Vários são os embates percebidos, a princípio, entre um professor experiente que sente roubada sua autonomia e outro sujeito em processo de formação, atingido pelo sentimento de impotência que a prática docente gera ao colocá-lo em face de situações cotidianas para as quais as teorias acadêmicas não conseguiram nortear suas ações na prática.

Diante de dificuldades como essa, desvelamos, por um lado, o profissional que progride em sua autoformação e redimensiona sua prática, a partir de parâmetros coletivos. Apontamos, também, por outro lado, o docente que muitas

vezes não consegue situar-se em relação ao seu próprio fazer pedagógico, resistente à dinâmica de trabalho coletivo própria do contexto do Ensino Fundamental de nove anos – um ponto discutível e marcante no decorrer do trabalho investigativo nesses quatro anos.

A Escola de Aplicação da Universidade de São Paulo, após discussões e acompanhamentos pedagógicos provocados pelo desenvolvimento do Projeto Desafios, aderiu à ideia de um segundo docente nos anos iniciais do Ensino Fundamental. Esse professor de subciclo, com a mesma carga horária que os demais, tem seu trabalho semanal distribuído entre turmas que por ele são acompanhadas – 1º ao 3º ano.

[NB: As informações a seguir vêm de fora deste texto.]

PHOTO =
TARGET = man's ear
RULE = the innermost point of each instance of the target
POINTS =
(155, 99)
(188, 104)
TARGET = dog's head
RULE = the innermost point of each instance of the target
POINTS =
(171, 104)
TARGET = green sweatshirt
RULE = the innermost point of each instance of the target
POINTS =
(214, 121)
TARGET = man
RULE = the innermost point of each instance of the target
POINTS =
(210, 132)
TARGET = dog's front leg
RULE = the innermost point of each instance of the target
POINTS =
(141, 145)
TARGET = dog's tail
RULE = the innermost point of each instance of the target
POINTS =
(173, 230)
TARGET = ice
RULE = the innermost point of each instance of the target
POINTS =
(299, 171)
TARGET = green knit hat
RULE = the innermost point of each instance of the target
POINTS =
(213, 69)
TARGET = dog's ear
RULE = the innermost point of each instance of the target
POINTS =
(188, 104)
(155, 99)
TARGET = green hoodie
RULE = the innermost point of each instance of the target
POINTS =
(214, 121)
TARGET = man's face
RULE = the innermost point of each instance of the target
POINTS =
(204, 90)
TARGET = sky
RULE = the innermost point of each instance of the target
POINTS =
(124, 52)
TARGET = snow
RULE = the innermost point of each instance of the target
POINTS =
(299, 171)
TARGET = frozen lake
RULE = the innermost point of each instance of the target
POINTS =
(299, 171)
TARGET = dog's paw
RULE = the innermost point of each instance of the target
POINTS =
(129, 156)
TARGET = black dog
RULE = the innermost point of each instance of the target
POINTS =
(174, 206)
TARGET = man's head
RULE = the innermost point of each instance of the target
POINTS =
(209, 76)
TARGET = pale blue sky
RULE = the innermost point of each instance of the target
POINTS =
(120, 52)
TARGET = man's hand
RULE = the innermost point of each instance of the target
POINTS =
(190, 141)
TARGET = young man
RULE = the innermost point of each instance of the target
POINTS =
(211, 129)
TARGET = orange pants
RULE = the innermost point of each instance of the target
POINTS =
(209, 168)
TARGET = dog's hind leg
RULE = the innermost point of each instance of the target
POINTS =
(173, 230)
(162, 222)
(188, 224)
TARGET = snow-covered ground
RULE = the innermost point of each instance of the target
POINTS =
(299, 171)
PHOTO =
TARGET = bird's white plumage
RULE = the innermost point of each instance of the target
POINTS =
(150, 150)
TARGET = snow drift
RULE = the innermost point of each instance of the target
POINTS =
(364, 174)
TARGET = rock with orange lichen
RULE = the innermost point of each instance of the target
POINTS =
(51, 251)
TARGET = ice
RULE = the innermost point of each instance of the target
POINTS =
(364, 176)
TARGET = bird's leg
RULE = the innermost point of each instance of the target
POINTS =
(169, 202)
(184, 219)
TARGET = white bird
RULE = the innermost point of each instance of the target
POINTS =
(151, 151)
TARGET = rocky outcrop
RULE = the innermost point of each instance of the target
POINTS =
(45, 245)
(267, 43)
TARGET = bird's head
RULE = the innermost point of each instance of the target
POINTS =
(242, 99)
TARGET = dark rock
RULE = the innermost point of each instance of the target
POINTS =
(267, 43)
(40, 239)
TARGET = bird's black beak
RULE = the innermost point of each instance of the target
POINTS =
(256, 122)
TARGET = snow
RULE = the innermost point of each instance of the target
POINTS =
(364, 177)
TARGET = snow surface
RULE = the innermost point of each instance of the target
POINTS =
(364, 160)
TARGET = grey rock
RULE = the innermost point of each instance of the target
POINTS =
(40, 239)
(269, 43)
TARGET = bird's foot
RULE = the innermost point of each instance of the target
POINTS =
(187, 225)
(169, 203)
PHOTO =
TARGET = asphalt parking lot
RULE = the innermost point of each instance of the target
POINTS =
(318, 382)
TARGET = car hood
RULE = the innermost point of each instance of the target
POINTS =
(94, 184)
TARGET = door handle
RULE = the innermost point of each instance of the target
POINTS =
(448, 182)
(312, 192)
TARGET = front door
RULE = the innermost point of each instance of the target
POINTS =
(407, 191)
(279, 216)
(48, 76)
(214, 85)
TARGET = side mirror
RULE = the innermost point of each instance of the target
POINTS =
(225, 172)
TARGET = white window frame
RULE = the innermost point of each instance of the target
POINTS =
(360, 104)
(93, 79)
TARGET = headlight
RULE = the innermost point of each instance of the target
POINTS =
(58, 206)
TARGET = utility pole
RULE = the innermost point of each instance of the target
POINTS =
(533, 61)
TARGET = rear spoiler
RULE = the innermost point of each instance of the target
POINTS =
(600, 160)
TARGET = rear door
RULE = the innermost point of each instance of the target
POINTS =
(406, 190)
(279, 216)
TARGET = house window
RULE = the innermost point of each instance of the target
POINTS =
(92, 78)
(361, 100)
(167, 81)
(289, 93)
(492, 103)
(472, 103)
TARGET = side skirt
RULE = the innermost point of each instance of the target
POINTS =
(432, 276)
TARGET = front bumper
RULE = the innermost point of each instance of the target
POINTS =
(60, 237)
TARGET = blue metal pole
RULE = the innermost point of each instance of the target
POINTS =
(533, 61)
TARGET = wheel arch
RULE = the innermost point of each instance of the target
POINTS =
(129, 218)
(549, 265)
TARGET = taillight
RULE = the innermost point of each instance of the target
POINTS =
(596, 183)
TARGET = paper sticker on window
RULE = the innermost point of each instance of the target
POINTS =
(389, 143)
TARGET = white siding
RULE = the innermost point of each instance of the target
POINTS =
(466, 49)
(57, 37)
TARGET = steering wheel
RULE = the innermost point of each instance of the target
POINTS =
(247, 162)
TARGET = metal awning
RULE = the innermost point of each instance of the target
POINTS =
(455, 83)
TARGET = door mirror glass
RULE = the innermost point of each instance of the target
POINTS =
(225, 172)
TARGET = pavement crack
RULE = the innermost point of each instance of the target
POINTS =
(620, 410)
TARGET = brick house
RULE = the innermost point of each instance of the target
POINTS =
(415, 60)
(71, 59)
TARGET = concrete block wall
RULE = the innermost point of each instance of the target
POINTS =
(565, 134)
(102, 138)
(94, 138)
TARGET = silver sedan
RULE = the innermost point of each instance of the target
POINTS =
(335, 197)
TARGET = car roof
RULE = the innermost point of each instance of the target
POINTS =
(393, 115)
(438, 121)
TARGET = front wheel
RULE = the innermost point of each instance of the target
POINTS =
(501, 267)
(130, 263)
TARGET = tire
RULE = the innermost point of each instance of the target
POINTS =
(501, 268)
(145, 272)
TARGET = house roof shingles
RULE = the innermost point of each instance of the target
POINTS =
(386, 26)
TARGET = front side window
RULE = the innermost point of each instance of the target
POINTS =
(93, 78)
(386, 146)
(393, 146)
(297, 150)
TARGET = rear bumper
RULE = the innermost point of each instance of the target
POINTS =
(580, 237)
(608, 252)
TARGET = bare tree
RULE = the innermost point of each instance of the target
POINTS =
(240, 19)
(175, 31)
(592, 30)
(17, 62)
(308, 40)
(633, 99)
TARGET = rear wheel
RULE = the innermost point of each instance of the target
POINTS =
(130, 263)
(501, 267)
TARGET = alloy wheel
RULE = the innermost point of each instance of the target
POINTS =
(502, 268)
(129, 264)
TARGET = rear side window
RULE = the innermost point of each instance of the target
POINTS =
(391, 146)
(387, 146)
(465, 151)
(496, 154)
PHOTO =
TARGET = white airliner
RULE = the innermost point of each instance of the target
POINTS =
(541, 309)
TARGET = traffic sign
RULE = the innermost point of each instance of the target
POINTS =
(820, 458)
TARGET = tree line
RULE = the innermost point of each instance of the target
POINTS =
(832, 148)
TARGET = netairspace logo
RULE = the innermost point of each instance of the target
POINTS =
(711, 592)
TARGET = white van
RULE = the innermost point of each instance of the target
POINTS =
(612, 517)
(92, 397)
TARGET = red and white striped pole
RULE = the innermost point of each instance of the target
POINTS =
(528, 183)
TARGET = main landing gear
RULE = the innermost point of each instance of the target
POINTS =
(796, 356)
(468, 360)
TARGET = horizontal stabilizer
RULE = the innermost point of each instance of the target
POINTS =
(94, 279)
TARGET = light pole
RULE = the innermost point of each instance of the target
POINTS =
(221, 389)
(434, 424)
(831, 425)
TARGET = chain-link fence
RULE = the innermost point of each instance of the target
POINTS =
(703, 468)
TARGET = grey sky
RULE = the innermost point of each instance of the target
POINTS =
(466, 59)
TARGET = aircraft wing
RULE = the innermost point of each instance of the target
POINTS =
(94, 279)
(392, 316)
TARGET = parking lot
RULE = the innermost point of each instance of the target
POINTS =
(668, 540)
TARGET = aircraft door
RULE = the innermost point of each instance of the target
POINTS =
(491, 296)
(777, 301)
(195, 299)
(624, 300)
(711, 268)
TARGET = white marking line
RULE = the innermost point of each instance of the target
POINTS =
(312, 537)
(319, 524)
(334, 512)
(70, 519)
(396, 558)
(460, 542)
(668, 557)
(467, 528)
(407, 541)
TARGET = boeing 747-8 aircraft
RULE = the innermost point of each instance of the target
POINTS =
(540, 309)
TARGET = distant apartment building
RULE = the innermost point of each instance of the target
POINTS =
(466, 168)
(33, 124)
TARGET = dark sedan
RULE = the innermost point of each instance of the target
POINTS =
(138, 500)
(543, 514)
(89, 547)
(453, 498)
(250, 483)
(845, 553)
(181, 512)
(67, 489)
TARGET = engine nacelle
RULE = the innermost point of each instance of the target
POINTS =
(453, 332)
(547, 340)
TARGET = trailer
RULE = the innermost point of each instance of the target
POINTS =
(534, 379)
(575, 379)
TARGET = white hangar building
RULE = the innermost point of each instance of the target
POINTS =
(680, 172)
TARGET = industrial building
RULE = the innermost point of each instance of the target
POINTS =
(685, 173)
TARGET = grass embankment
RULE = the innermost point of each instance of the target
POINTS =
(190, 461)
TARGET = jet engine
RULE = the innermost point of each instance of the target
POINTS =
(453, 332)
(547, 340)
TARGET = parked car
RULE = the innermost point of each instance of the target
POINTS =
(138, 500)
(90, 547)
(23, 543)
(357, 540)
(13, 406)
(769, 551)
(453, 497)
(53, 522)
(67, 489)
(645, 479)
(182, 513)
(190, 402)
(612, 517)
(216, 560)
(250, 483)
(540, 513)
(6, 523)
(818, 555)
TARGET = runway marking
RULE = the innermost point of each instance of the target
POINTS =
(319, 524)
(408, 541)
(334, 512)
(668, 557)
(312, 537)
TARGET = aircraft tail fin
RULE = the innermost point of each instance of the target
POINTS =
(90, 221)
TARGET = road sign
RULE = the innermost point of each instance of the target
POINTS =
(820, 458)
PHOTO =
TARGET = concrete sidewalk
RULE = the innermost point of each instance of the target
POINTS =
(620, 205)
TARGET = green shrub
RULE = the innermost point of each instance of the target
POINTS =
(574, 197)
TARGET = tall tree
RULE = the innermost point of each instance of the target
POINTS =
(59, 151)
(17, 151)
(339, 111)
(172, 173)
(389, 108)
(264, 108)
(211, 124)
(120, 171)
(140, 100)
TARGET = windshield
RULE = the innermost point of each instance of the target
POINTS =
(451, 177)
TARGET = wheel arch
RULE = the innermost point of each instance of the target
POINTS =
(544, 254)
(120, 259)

Sua carga horária é discriminada entre observações de aula, participações efetivas em trabalhos nas turmas por ele acompanhadas e reuniões com os professores do subciclo. Essa dinâmica de trabalho se traduz em uma forma de lidar com a heterogeneidade do grupo de alunos, responsabilizando coletivamente um grupo de professores pela aprendizagem infantil.

Na escola campo de pesquisa na UERN, vislumbramos a inclusão desse professor subciclo nos anos iniciais. Se retomado o Quadro 1 acerca dos recursos humanos da escola, identificamos que a escola dispõe de docentes que podem assumir essa função. Quando considerada a conclusão deste projeto de pesquisa, uma vez que deixarão de existir os atendimentos individuais às crianças, apostamos nesse profissional que possa circular entre as turmas nos anos iniciais, na reconfiguração do quadro de profissionais da escola, conforme vem sendo discutido com a secretaria municipal de educação e a escola campo de pesquisa.